Personal information
- Full name: Mehdi Taghavi
- Nationality: Iran
- Born: February 20, 1987 (age 39) Savadkuh, mazandaran, Iran
- Height: 170 cm (5 ft 7 in)
- Weight: 66 kg (146 lb)

Sport
- Country: Iran
- Sport: Wrestling
- Club: Wrestling Club;Mooezipoor
- Coached by: Gholam Mohammadi

Medal record
Representing Iran
Men's freestyle wrestling
World Championships
| Gold medal – first place | 2009 Herning | 66 kg |
| Gold medal – first place | 2011 Istanbul | 66 kg |
World Cup
| Gold medal – first place | 2009 Теhran | 66 kg |
Asian Games
| Silver medal – second place | 2010 Guangzhou | 66 kg |
Asian Championships
| Gold medal – first place | 2009 Pattaya | 66 kg |
| Gold medal – first place | 2012 Gumi | 66 kg |
| Bronze medal – third place | 2007 Bishkek | 60 kg |
U20 World Championships
| Gold medal – first place | 2006 Guatemala-City | 60 kg |
| Gold medal – first place | 2007 Beijing | 60 kg |

= Mehdi Taghavi =

Iranian wrestler (born 1987)

Mehdi Taghavi Kermani (مهدى تقوى كرمانى; born February 20, 1987, in Savadkuh) is an Iranian wrestler. Taghavi was the favorite to win the 2012 London Olympics but was upset in the first round by Cuba's Liván López who ended up winning the bronze.
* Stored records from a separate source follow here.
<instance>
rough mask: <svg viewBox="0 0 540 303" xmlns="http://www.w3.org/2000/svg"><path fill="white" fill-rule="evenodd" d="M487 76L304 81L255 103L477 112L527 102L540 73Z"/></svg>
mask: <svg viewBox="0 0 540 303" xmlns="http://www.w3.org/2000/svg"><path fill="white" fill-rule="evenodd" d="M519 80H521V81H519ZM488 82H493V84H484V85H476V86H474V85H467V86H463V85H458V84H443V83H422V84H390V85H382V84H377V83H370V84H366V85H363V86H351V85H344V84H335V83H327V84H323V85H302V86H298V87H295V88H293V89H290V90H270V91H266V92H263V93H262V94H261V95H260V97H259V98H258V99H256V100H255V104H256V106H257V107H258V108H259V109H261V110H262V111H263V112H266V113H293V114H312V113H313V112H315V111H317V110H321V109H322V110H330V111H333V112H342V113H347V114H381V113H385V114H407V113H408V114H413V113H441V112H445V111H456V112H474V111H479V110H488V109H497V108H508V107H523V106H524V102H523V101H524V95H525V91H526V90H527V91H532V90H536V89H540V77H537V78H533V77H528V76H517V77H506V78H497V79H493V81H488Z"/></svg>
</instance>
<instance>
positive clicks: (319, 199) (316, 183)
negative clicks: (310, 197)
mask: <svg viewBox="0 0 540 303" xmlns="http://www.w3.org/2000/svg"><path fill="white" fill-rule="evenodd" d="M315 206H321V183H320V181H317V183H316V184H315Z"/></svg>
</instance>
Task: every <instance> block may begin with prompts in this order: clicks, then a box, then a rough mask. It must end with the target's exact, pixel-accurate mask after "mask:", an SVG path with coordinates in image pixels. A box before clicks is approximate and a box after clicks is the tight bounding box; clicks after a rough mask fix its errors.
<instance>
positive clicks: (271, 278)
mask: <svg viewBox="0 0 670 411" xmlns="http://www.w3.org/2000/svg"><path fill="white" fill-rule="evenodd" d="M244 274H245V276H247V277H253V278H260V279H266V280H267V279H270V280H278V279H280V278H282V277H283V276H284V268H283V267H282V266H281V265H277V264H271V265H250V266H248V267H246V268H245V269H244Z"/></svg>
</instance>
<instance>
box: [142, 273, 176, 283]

Taghavi had previously beaten Lopez at the 2011 World Wrestling Championships.

At the 2008 Summer Olympics, he beat Haislan Garcia in the first round, before losing to Ramazan Şahin in the quarterfinals. As Şahin went on to the final, Taghavi took part in the bronze medal repechage where he lost to Geandry Garzón.